UnicodeEncodeError:在位置30339 'ASCII' 编解码器无法编码的字符的u '\ u2019':在范围序数不(128)

问题描述:

下面是有问题的代码UnicodeEncodeError:在位置30339 'ASCII' 编解码器无法编码的字符的u ' u2019':在范围序数不(128)

发起会话处理器

session = requests.Session() 

编程获取SAML断言,打开最初的IdP网址,并遵循所有的HTTP302的重定向,并得到所产生的登录页面

formresponse = session.get(idpentryurl, verify=sslverification) 
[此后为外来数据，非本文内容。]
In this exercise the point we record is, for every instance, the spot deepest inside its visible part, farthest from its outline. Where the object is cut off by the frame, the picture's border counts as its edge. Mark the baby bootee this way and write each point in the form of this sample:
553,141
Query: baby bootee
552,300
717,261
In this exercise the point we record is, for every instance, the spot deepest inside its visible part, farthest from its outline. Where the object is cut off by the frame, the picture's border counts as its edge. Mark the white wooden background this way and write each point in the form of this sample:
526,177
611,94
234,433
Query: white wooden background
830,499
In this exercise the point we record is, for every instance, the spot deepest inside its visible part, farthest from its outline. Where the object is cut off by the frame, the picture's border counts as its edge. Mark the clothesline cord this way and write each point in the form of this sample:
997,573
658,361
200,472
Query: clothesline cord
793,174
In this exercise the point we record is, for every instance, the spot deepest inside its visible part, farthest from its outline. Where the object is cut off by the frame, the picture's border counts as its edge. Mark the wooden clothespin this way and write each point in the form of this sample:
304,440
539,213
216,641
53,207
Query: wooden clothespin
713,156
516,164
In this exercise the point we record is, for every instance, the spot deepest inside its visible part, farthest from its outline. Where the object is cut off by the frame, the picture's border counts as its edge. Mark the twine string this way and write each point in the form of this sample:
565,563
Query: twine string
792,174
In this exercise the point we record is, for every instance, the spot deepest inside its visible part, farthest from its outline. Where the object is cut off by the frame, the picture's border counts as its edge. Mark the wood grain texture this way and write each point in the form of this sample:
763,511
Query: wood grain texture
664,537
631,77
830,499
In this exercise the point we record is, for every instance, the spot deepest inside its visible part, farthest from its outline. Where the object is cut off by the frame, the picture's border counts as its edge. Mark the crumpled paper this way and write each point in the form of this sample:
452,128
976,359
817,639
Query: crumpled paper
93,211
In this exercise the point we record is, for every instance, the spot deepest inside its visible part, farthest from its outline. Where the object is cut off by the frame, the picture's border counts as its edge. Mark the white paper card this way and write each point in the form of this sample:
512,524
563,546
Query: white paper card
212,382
idpauthformsubmiturl,这是科幻所有302S

idpauthformsubmiturl = formresponse.url 

解析响应并且为了建立所有形式的字典中提取所有必要的值后最终URL值IdP进行预计

formsoup = BeautifulSoup(formresponse.text.decode('utf8')) 
payload = {} 

调试输出:

DEBUG:urllib3.connectionpool:Starting new HTTPS connection (1): myapps.microsoft.com 
DEBUG:urllib3.connectionpool:https: //myapps.microsoft.com:443 "GET /signin/AWS%20CMD%20(Audit)/18216d2a-eef8-4fde-962c-50cf615f3f5b HTTP/1.1" 302 244 
DEBUG:urllib3.connectionpool:Starting new HTTPS connection (1): account.activedirectory.windowsazure.com 
DEBUG:urllib3.connectionpool:https://account.activedirectory.windowsazure.com:443 "GET /applications/signin/AWS%20CMD%20(Audit)/18216d2a-eef8-4fde-962c-50cf615f3f5b HTTP/1.1" 302 94 
DEBUG:urllib3.connectionpool:Starting new HTTPS connection (1): login.microsoftonline.com 
DEBUG:urllib3.connectionpool:https://login.microsoftonline.com:443 "GET /common/oauth2/authorize?client_id=0000000c-0000-0000-c000-000000000000&redirect_uri=https%3A%2F%2Faccount.activedirectory.windowsazure.com%2F&response_mode=form_post&response_type=code%20id_token&scope=openid%20profile&state=OpenIdConnect.AuthenticationProperties%3DmIDzRLZskQlxxtgB9rjxiHrNVmQJpcUVaK8wuZ3A2PMIyBE8fzxkXDcroNhC4wyof9OK9OlhqH0J_stoYSEIhKiEzx4O3XDW4rS4xyFTitGmztuV3ozOJhX5uafmQm_XmKnXEjEt9CNwFbp2Kju3rRGLAXRViD3byQ7XpwdXkeXoDFLwmy5OIXQgzvPjSsc7Jx7xEXMHckDwElhBOBFXmJVYCkHYx6cB-3yjwGJHX6RQ2lfx6CUg7x2PqPkbo4WsUxbZDAJZsMqYXyVRZGSDqAgU3gSezlHNgZGh-nblkxj7Dw6rdMVKmpNWZWkjp3zI3OjWa91FTrVc0mC9gIQC-BC4zaF-FrwQ4rHPbQlisQoS6-S1qM8ca_cEi6CfFaHh2lrtB-xdNEVum97Mzmlg9g&nonce=1507770263.sCv6L2a21eQuLNKaXL3zog&nux=1 HTTP/1.1" 200 15838 
Traceback (most recent call last): 
    File "formauth.py", line 62, in <module> 

formsoup = BeautifulSoup(formresponse.text.decode('utf8')) 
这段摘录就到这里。